Time Warner Cable Q3 Earnings Up On One Time Gains But Fall Short Of Forecasts

Time Warner Cable Considers Axing Additional Channels After Dropping Ovation

The No. 2 cable operator lost more video subscribers, and gained fewer broadband ones, than analysts expected in a quarter when the company collected $1.1B from spectrum sales to Verizon Wireless. With everything included, Q3 net income came in at $808M, +127% vs last year, on revenue of $5.63B, +9.2%. Revenues exceeded the consensus forecast of $5.39B. But if you strip out the one-time gains, earnings came in at $1.41 a share, below the Street’s $1.43 projection.
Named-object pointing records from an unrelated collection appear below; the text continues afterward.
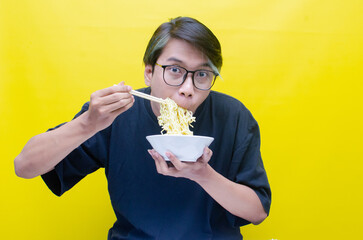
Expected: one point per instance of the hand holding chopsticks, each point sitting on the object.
(147, 96)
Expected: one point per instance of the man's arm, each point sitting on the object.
(44, 151)
(238, 199)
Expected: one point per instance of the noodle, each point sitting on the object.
(174, 119)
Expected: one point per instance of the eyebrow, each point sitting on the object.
(173, 59)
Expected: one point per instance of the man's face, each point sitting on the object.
(180, 53)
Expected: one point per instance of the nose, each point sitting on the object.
(187, 88)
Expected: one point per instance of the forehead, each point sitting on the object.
(182, 52)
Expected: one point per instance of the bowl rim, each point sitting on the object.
(178, 136)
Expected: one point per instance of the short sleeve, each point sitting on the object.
(247, 166)
(85, 159)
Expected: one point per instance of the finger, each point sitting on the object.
(121, 104)
(162, 165)
(176, 162)
(157, 165)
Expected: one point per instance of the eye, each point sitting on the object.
(174, 69)
(203, 74)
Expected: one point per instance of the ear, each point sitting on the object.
(148, 73)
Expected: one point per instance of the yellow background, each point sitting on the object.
(297, 65)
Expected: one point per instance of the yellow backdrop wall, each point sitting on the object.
(296, 64)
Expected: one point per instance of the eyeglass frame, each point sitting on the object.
(186, 75)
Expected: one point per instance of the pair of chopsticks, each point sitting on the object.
(147, 96)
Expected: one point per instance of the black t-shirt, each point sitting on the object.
(153, 206)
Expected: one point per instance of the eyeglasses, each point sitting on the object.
(175, 76)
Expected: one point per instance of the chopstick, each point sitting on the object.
(147, 96)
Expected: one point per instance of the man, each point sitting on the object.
(210, 199)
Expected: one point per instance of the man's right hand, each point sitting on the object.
(106, 104)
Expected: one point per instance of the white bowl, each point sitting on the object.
(187, 148)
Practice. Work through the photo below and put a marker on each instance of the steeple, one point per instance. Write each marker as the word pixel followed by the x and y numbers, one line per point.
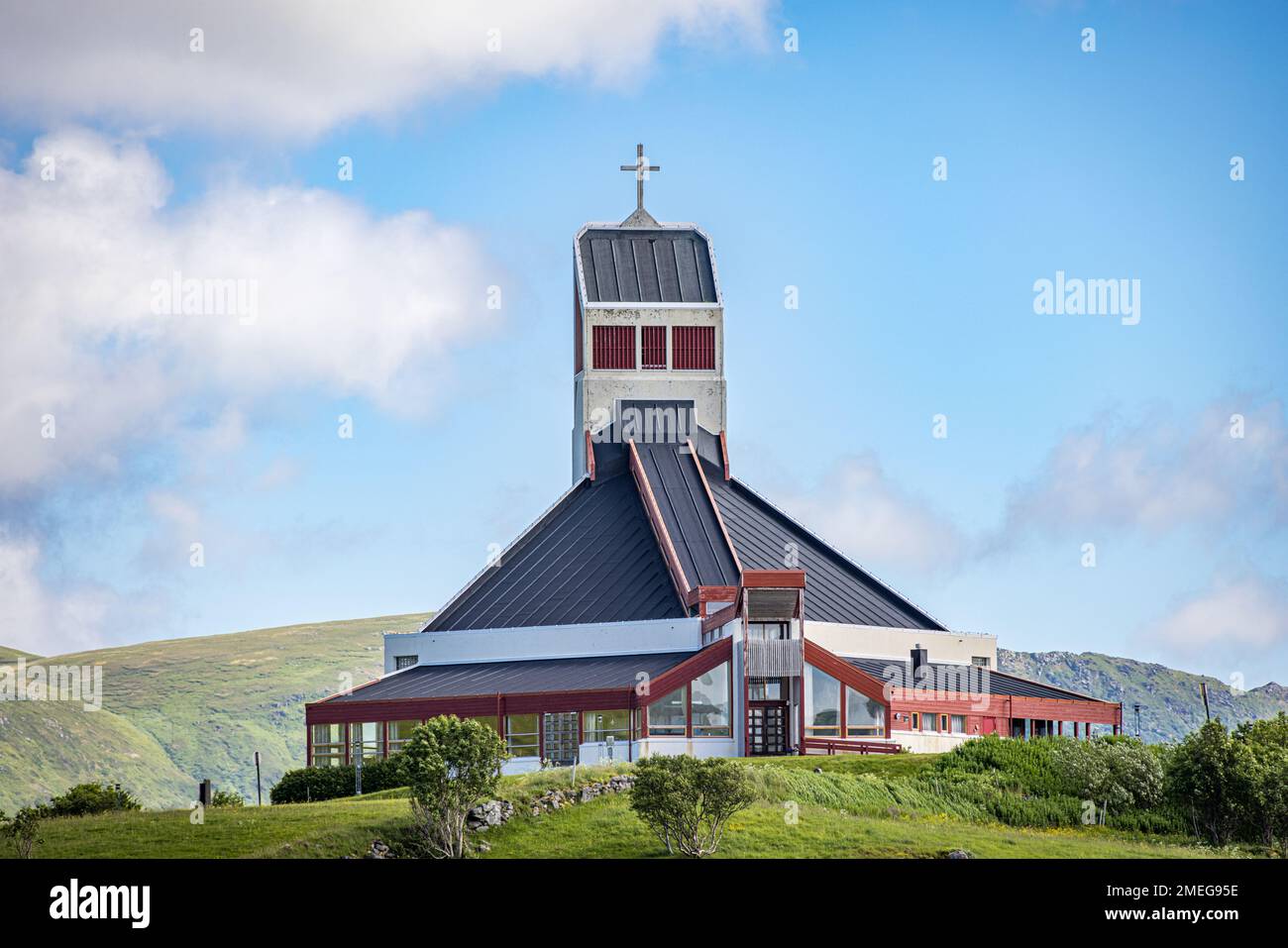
pixel 648 320
pixel 642 168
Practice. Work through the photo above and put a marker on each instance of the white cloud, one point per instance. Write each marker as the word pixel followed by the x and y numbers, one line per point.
pixel 863 514
pixel 300 65
pixel 346 301
pixel 1248 610
pixel 1159 474
pixel 34 620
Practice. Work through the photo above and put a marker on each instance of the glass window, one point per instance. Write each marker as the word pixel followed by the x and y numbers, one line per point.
pixel 670 714
pixel 599 725
pixel 369 740
pixel 765 689
pixel 327 745
pixel 522 736
pixel 822 703
pixel 399 733
pixel 864 716
pixel 711 703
Programming costs equaled $31.45 per video customer, +6.1%. Time Warner Cable ended the quarter with 12.2M video subscribers, down 140,000 from the end of June; analysts expected something more around -130,000. Meanwhile, the company added 85,000 residential broadband customers, bringing the total to 10.9M. Wells Fargo Securities’ Marci Ryvicker thought the improvement would be closer to 89,000. The number of residential phone subscribers stayed flat at about 5M, a little better than expected. Ryvicker says the numbers were “somewhat messy” — and that the Street’s expectations may have been too high after seeing Comcast’s strong Q3 numbers. “Our third quarter results were good, with most trends similar to the proceeding quarter,” CEO Glenn Britt says. He adds that the company remains “focused on investing in growing our business, while at the same time ramping up capital returns to our shareholders.”